Tous les patients ne sont pas éligibles

Se pose enfin la question des indications des différents dispositifs de boucles semi-fermées actuellement remboursés. Sur les trois modèles disponibles, deux sont réservés aux patients diabétiques de type 1 dont l’hémoglobine glyquée dépasse 8 %, excluant par conséquent tous ceux dont le diabète est correctement contrôlé. « Il s’agit de considérations financières qui n’ont rien à voir avec la science, s’emporte le Pr Renard. Ces restrictions sont incompréhensibles d’un point de vue médical, l’insulinothérapie automatisée est bénéfique pour tous les malades, quel que soit le niveau de leur hémoglobine glyquée. » Même tendance du côté de la Fédération française des diabétiques : « Exiger que les patients ne soient pas en équilibre glycémique est injuste, regrette Jean-François Thébaut. Ceux qui le sont ne peuvent profiter de la modernisation de leur dispositif. Certains patients envisagent même de se déséquilibrer volontairement pendant quelques mois pour être éligibles au remboursement. »

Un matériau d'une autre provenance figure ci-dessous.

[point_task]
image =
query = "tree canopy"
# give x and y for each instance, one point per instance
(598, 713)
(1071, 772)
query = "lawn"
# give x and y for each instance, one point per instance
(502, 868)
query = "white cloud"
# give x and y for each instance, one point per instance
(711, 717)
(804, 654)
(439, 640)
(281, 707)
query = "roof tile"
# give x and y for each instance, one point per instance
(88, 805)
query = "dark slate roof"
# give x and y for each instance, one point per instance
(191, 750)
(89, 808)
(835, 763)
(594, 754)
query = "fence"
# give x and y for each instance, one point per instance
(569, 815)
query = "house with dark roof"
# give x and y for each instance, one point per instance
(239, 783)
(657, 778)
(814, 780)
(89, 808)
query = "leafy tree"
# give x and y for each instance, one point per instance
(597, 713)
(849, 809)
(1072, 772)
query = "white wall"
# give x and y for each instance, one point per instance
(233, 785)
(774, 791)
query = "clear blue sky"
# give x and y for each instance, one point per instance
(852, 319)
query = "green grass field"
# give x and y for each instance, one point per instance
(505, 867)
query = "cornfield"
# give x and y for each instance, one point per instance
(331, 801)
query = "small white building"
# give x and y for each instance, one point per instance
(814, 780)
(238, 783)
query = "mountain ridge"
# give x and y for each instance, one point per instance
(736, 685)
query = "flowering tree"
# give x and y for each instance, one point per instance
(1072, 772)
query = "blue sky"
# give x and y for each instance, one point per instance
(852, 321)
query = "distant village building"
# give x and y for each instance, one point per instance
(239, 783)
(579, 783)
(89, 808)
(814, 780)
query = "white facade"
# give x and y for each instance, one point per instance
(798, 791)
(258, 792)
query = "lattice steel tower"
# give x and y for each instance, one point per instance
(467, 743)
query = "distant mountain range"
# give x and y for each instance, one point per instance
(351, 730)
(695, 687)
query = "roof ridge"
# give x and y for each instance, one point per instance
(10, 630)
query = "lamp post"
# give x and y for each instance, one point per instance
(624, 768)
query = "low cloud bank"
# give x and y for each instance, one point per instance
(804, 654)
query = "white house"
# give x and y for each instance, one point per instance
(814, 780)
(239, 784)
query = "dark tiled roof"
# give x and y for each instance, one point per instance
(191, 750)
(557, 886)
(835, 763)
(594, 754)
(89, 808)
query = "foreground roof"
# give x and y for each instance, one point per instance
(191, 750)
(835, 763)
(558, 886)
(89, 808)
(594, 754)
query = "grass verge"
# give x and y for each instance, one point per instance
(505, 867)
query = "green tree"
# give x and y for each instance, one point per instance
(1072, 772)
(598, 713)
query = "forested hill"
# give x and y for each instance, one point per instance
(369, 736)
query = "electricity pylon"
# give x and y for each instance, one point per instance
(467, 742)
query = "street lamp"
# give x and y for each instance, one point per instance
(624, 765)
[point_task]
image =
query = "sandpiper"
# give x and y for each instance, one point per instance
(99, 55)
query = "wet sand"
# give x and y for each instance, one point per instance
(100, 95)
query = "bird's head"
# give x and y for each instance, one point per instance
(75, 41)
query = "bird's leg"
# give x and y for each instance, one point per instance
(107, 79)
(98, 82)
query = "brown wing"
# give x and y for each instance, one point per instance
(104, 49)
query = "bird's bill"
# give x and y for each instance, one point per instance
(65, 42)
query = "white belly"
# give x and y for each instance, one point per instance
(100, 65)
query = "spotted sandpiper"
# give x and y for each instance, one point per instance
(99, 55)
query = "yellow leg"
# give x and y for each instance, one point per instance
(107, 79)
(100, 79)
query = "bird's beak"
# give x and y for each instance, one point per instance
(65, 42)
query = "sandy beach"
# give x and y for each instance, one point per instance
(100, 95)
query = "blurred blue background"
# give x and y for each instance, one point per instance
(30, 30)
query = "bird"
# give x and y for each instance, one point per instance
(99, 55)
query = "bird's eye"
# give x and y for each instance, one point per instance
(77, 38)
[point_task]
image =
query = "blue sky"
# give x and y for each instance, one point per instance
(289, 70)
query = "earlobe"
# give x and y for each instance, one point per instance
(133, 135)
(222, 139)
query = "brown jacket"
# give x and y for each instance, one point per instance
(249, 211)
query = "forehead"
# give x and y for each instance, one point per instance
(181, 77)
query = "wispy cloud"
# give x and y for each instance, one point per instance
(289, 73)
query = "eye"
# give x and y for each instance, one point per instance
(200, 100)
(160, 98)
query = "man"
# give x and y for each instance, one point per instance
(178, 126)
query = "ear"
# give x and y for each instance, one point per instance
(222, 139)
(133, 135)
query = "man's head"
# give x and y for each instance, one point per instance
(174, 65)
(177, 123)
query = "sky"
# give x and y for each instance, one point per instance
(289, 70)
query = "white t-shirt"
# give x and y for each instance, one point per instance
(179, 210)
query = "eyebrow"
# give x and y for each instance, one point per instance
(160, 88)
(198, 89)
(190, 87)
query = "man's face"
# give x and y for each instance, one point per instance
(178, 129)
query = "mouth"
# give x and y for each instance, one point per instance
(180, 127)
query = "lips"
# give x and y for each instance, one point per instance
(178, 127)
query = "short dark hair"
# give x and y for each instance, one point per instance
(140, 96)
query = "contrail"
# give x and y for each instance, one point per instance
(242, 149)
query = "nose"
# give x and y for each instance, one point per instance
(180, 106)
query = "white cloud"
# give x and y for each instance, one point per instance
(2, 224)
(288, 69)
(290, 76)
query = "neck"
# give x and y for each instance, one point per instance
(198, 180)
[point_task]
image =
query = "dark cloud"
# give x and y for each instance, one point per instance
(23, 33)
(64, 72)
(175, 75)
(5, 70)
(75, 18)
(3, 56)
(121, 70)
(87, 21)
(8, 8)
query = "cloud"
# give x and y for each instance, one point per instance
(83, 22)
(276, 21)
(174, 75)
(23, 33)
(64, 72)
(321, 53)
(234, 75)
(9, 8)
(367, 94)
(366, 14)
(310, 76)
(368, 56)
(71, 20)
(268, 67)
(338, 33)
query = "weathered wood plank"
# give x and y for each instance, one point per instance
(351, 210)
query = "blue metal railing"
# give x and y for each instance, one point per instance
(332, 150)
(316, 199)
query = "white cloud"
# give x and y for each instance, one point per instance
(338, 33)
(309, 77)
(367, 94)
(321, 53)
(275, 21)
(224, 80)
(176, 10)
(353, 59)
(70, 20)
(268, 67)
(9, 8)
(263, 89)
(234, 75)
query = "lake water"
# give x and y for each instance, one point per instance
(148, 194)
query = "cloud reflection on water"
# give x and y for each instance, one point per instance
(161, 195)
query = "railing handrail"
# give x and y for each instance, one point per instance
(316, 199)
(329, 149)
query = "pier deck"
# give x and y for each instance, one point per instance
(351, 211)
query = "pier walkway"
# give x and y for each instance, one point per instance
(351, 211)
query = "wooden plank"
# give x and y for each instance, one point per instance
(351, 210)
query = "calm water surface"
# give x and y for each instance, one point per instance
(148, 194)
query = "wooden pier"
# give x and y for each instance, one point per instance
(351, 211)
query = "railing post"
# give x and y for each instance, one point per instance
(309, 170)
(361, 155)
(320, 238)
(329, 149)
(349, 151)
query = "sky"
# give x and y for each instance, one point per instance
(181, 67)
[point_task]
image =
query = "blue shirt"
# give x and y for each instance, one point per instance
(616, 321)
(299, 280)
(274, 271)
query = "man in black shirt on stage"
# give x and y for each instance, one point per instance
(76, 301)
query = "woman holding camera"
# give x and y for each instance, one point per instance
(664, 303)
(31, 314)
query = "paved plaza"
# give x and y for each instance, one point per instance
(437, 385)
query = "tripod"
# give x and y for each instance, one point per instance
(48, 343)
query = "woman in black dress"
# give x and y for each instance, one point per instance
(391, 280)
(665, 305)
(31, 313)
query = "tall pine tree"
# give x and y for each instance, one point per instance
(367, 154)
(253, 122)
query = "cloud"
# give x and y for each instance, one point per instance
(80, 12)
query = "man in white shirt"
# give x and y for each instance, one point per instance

« Chaque technologie devrait être accessible à toutes les personnes atteintes de diabète, résume Gérard Raymond, président de France Assos Santé. Mais, au-delà de ces difficultés d’accès que l’on espère provisoires, les boucles fermées constituent un bon exemple de ce que les nouvelles technologies peuvent apporter à l’ensemble des pathologies chroniques : elles transforment la prise en charge et la relation soignants/soignés. Il convient de s’appuyer de plus en plus sur ce que peut apporter le numérique pour faire évoluer notre système de santé en offrant une meilleure prise en charge des patients et en dégageant du temps médical pour ceux qui en ont le plus besoin. »

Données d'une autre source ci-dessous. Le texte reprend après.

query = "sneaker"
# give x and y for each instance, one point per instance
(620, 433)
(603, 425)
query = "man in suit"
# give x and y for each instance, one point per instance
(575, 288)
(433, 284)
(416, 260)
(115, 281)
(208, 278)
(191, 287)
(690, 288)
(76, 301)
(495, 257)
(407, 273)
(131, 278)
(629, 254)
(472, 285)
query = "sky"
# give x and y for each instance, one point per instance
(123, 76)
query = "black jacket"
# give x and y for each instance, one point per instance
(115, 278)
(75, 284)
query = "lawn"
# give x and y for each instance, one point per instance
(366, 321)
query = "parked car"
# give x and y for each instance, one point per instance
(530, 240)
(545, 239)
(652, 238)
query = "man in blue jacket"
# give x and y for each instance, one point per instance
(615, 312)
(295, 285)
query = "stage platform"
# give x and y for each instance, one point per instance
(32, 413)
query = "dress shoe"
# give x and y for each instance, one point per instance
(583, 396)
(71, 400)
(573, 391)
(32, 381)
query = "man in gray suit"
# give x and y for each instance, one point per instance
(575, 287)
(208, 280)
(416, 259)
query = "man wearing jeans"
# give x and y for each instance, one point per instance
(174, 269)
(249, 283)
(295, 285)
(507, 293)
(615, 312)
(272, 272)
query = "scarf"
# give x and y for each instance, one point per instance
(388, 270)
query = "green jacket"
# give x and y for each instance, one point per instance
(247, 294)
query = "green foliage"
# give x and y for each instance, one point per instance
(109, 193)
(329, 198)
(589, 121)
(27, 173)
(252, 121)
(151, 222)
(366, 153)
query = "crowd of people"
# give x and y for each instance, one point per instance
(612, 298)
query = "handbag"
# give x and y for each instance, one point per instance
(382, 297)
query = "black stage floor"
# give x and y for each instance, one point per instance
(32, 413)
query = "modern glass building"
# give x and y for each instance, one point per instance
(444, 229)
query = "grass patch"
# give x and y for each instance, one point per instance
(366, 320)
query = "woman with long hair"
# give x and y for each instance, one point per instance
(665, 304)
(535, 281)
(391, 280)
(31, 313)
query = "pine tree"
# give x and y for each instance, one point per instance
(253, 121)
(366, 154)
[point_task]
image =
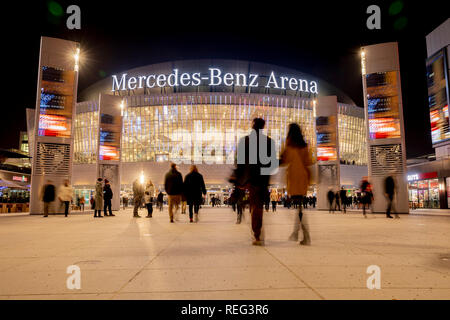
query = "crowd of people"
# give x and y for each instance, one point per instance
(251, 187)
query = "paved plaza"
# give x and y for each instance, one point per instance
(126, 258)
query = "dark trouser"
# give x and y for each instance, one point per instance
(239, 207)
(137, 205)
(149, 208)
(107, 205)
(66, 207)
(337, 205)
(300, 222)
(256, 210)
(194, 206)
(390, 202)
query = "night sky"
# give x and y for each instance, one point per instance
(321, 38)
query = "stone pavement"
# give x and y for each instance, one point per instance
(125, 258)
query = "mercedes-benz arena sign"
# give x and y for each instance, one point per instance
(214, 77)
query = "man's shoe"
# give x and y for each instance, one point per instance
(305, 242)
(293, 237)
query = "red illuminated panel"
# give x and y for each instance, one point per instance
(109, 153)
(326, 154)
(53, 126)
(382, 128)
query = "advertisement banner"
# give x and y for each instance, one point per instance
(56, 101)
(437, 81)
(382, 103)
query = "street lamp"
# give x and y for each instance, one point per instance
(141, 179)
(76, 56)
(121, 108)
(363, 61)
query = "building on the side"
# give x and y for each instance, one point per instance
(429, 177)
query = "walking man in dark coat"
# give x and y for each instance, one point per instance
(194, 189)
(107, 197)
(389, 190)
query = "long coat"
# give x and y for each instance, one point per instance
(298, 175)
(98, 197)
(194, 187)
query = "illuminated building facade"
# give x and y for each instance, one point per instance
(202, 124)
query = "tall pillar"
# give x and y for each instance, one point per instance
(384, 122)
(328, 167)
(52, 146)
(109, 142)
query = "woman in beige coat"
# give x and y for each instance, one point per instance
(297, 158)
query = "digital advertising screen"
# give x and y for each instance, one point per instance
(382, 103)
(56, 102)
(437, 81)
(109, 144)
(326, 138)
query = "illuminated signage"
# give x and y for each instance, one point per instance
(422, 176)
(383, 105)
(20, 178)
(437, 81)
(214, 77)
(326, 138)
(56, 100)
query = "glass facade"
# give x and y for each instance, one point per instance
(424, 193)
(206, 128)
(86, 133)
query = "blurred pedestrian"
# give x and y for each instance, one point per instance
(330, 197)
(160, 200)
(148, 198)
(255, 175)
(82, 201)
(389, 190)
(239, 194)
(107, 197)
(337, 201)
(138, 194)
(65, 196)
(274, 199)
(183, 203)
(125, 201)
(343, 196)
(48, 196)
(194, 189)
(366, 195)
(297, 158)
(98, 199)
(173, 183)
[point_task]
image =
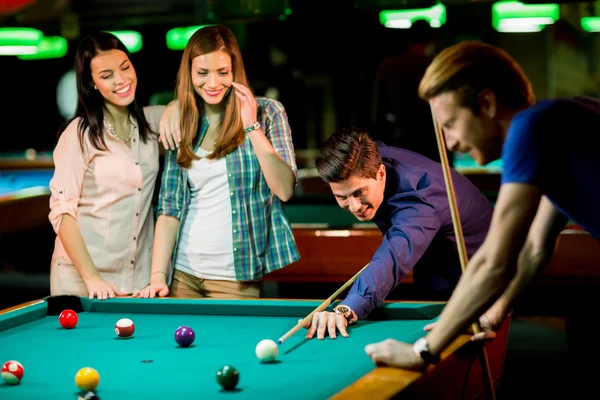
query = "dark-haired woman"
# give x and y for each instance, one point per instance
(106, 164)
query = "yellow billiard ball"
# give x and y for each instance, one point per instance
(87, 378)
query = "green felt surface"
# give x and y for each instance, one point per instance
(226, 333)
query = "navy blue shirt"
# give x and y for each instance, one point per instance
(416, 224)
(554, 145)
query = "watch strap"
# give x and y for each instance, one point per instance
(347, 313)
(421, 349)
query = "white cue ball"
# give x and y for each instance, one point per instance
(266, 350)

Pancréas artificiel, une expression exagérée

Certains laudateurs des boucles fermées hybrides n’hésitent pas à les qualifier de pancréas artificiels, suggérant qu’elles se substituent à l’organe défaillant. En réalité, il s’agit d’une expression abusive. « La régulation assurée par le pancréas fonctionne à travers la production de deux hormones : le glucagon pour augmenter la glycémie, et l’insuline pour la diminuer, explique Jean-François Thébaut. Les boucles semi-fermées n’injectent que de l’insuline, pas de glucagon. » L’expression « pancréas artificiel » évoque en outre qu’il s’agit d’un dispositif implanté, ce qui n’est aujourd’hui pas le cas. Enfin, ce renvoi à l’organe sous-entend une totale autonomie de ces dispositifs, ce qui, là encore, n’est pas le cas.